O crescimento chama atenção especialmente pelos aumentos já alarmantes nos últimos dois anos. Em 2023, o país bateu o recorde de mais mortes causadas pela doença. Foram 1.094 óbitos confirmados, o que superou o ano anterior, 2022, quando contabilizou 1.053 vidas perdidas.
Em relação aos casos, os dados do Ministério da Saúde mostram que foram 1.658.816 diagnósticos prováveis da infecção pelo vírus em 2023, 52.871 com evolução para hospitalização. O número é mais baixo apenas que 2015, quando o Brasil atingiu o recorde de 1.688.688 casos de dengue.
Vacinação contra a dengue
O Ministério da Saúde anunciou recentemente que 521 cidades receberão unidades da vacina contra a dengue Qdenga, da farmacêutica japonesa Takeda, para a campanha de 2024 na rede pública, primeira do mundo com o imunizante.
Devido ao quantitativo limitado de doses que o laboratório consegue produzir, nesse primeiro momento foram priorizados jovens de 10 a 14 anos residentes de municípios com mais de 100 mil habitantes e alta transmissão de dengue. A previsão é que a campanha comece neste mês.
A vacina também pode ser encontrada na rede privada por valores que vão de R$ 350 a R$ 490 a dose, segundo levantamento do GLOBO. Como o esquema envolve duas aplicações, com um intervalo de três meses entre elas, o preço final fica de R$ 700 a R$ 980.

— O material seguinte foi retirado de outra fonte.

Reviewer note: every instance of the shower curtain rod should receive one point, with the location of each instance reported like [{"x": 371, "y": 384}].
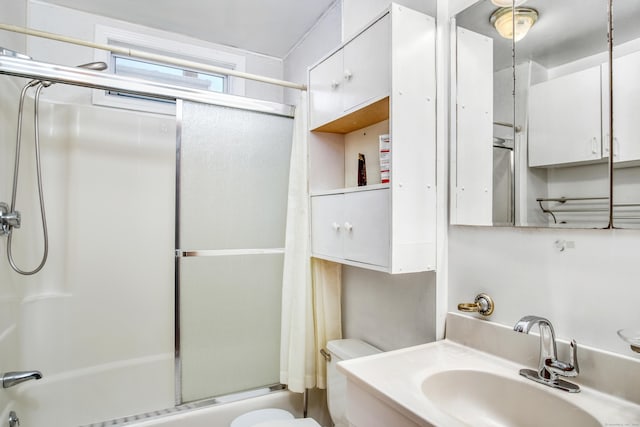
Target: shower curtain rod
[{"x": 151, "y": 56}]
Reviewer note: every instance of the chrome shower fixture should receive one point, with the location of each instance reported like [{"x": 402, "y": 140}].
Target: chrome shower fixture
[
  {"x": 95, "y": 66},
  {"x": 9, "y": 215},
  {"x": 8, "y": 52},
  {"x": 8, "y": 220}
]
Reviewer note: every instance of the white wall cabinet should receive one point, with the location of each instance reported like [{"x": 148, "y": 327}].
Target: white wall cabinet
[
  {"x": 626, "y": 104},
  {"x": 391, "y": 90},
  {"x": 352, "y": 226},
  {"x": 351, "y": 76},
  {"x": 565, "y": 120}
]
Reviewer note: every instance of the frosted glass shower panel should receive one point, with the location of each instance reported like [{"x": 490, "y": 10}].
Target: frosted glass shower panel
[
  {"x": 234, "y": 178},
  {"x": 230, "y": 324}
]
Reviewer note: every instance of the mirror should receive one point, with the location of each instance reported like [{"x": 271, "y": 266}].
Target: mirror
[
  {"x": 626, "y": 105},
  {"x": 533, "y": 154}
]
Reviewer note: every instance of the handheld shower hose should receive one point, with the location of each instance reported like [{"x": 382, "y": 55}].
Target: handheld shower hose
[{"x": 38, "y": 84}]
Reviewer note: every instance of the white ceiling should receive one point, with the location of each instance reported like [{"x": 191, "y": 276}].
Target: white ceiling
[
  {"x": 566, "y": 30},
  {"x": 270, "y": 27}
]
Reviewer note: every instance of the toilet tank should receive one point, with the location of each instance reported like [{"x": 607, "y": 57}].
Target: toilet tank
[{"x": 336, "y": 382}]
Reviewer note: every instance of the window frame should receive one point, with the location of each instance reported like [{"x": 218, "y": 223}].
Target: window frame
[{"x": 160, "y": 44}]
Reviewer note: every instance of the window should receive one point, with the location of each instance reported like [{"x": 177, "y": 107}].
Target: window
[{"x": 165, "y": 73}]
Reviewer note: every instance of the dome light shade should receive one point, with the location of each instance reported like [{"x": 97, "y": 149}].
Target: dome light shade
[
  {"x": 518, "y": 22},
  {"x": 508, "y": 3}
]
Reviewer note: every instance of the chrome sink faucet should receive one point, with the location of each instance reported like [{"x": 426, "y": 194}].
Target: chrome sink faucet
[{"x": 549, "y": 367}]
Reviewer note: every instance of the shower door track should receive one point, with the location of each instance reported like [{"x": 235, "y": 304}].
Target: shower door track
[
  {"x": 74, "y": 76},
  {"x": 227, "y": 252}
]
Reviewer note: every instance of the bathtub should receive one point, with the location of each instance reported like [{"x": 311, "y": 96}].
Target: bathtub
[{"x": 219, "y": 415}]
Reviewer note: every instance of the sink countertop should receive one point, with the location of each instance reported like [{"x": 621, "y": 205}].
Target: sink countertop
[{"x": 396, "y": 378}]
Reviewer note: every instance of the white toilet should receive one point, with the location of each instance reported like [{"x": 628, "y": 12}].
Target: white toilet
[{"x": 336, "y": 392}]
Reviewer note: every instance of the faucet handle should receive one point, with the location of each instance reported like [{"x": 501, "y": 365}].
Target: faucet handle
[
  {"x": 565, "y": 369},
  {"x": 573, "y": 354}
]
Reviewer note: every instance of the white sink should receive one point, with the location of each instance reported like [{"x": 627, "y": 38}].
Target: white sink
[
  {"x": 451, "y": 385},
  {"x": 484, "y": 399}
]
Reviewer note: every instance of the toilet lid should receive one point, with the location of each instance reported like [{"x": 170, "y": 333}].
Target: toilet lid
[
  {"x": 250, "y": 419},
  {"x": 298, "y": 422}
]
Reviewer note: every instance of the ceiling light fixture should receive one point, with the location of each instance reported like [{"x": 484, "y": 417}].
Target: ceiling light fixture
[
  {"x": 508, "y": 3},
  {"x": 518, "y": 22}
]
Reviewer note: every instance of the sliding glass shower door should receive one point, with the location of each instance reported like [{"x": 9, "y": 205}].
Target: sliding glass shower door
[{"x": 233, "y": 168}]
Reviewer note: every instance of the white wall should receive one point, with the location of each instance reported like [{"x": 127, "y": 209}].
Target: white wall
[
  {"x": 323, "y": 38},
  {"x": 588, "y": 291}
]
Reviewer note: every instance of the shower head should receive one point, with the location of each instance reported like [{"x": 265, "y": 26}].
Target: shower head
[{"x": 95, "y": 66}]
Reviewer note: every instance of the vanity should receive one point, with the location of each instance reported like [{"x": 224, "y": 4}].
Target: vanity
[{"x": 471, "y": 379}]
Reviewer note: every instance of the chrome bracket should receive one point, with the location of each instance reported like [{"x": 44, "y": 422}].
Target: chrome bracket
[
  {"x": 8, "y": 220},
  {"x": 483, "y": 304},
  {"x": 14, "y": 421}
]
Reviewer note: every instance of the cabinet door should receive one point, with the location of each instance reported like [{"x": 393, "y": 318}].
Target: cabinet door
[
  {"x": 325, "y": 89},
  {"x": 366, "y": 227},
  {"x": 626, "y": 105},
  {"x": 564, "y": 120},
  {"x": 367, "y": 65},
  {"x": 327, "y": 220}
]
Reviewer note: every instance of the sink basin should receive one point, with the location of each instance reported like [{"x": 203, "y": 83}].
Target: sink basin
[{"x": 484, "y": 399}]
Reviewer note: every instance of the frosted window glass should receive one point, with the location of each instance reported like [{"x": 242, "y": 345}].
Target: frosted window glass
[
  {"x": 234, "y": 178},
  {"x": 230, "y": 324}
]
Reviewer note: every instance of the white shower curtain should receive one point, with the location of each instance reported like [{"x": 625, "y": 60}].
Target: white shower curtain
[{"x": 300, "y": 368}]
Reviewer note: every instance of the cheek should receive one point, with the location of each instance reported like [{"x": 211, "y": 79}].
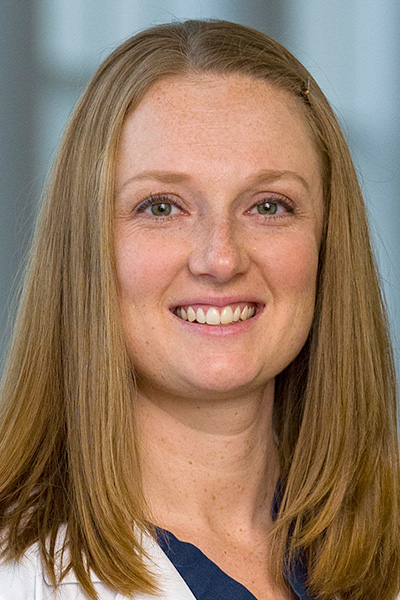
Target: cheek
[
  {"x": 291, "y": 266},
  {"x": 144, "y": 265}
]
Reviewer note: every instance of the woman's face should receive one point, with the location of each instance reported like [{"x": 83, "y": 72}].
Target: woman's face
[{"x": 218, "y": 207}]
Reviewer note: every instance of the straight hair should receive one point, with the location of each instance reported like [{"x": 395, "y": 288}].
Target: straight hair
[{"x": 68, "y": 453}]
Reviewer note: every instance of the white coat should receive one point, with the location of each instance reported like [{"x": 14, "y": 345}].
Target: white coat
[{"x": 26, "y": 581}]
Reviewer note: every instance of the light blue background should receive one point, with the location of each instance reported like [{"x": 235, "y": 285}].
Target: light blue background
[{"x": 49, "y": 49}]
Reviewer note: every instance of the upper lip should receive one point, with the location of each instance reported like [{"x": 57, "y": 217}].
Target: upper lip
[{"x": 220, "y": 301}]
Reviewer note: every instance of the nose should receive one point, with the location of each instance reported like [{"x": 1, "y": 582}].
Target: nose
[{"x": 219, "y": 250}]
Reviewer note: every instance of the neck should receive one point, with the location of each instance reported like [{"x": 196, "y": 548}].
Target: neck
[{"x": 215, "y": 461}]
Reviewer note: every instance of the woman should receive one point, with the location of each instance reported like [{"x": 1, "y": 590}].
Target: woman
[{"x": 200, "y": 393}]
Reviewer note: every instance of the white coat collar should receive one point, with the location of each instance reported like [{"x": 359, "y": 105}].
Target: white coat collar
[{"x": 172, "y": 586}]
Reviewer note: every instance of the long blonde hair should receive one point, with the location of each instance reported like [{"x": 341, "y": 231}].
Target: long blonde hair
[{"x": 67, "y": 438}]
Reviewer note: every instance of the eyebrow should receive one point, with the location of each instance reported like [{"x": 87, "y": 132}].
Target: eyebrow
[{"x": 263, "y": 176}]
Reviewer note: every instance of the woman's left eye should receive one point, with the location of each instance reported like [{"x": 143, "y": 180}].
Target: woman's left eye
[{"x": 272, "y": 207}]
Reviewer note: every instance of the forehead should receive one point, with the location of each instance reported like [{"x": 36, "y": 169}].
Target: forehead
[{"x": 223, "y": 122}]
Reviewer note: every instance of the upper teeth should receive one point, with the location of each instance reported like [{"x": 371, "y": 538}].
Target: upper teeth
[{"x": 214, "y": 317}]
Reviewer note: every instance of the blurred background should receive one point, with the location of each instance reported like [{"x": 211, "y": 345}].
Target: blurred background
[{"x": 50, "y": 48}]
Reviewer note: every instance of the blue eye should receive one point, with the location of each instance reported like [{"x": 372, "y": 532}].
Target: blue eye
[
  {"x": 158, "y": 206},
  {"x": 162, "y": 209},
  {"x": 267, "y": 208},
  {"x": 273, "y": 206}
]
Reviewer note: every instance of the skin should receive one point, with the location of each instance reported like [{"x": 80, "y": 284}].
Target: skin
[{"x": 205, "y": 394}]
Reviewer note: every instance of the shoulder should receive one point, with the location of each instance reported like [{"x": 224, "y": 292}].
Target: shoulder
[
  {"x": 18, "y": 579},
  {"x": 26, "y": 580}
]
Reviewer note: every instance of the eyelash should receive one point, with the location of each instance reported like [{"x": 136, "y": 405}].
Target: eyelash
[{"x": 163, "y": 199}]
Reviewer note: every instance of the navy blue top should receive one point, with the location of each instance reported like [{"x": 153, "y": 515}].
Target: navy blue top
[{"x": 207, "y": 581}]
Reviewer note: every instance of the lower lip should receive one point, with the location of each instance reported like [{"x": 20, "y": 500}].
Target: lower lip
[{"x": 219, "y": 330}]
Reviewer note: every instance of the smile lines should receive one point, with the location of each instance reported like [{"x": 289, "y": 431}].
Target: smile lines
[{"x": 213, "y": 316}]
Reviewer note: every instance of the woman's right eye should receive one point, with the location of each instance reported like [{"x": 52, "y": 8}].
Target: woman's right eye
[{"x": 159, "y": 206}]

A Qdenga foi aprovada pela Anvisa em março de 2023 para pessoas entre 4 e 60 anos. Nos estudos clínicos, o esquema de duas doses, aplicadas num intervalo de três meses entre elas, demonstrou uma eficácia geral de 80,2% para evitar contaminações, e de 90,4% para prevenir casos graves.
Recentemente, o Instituto Butantan publicou dados da última etapa dos estudos do seu imunizante, aplicado em dose única e que poderá ser produzido no Brasil. A eficácia foi de 79,6% para proteger contra a infecção ao longo de um período de dois anos, semelhante à da Qdenga.
A expectativa do Butantan é submeter o pedido de aprovação para uso à Anvisa neste ano para, se receber o sinal verde, a dose ser disponibilizada a partir de 2025.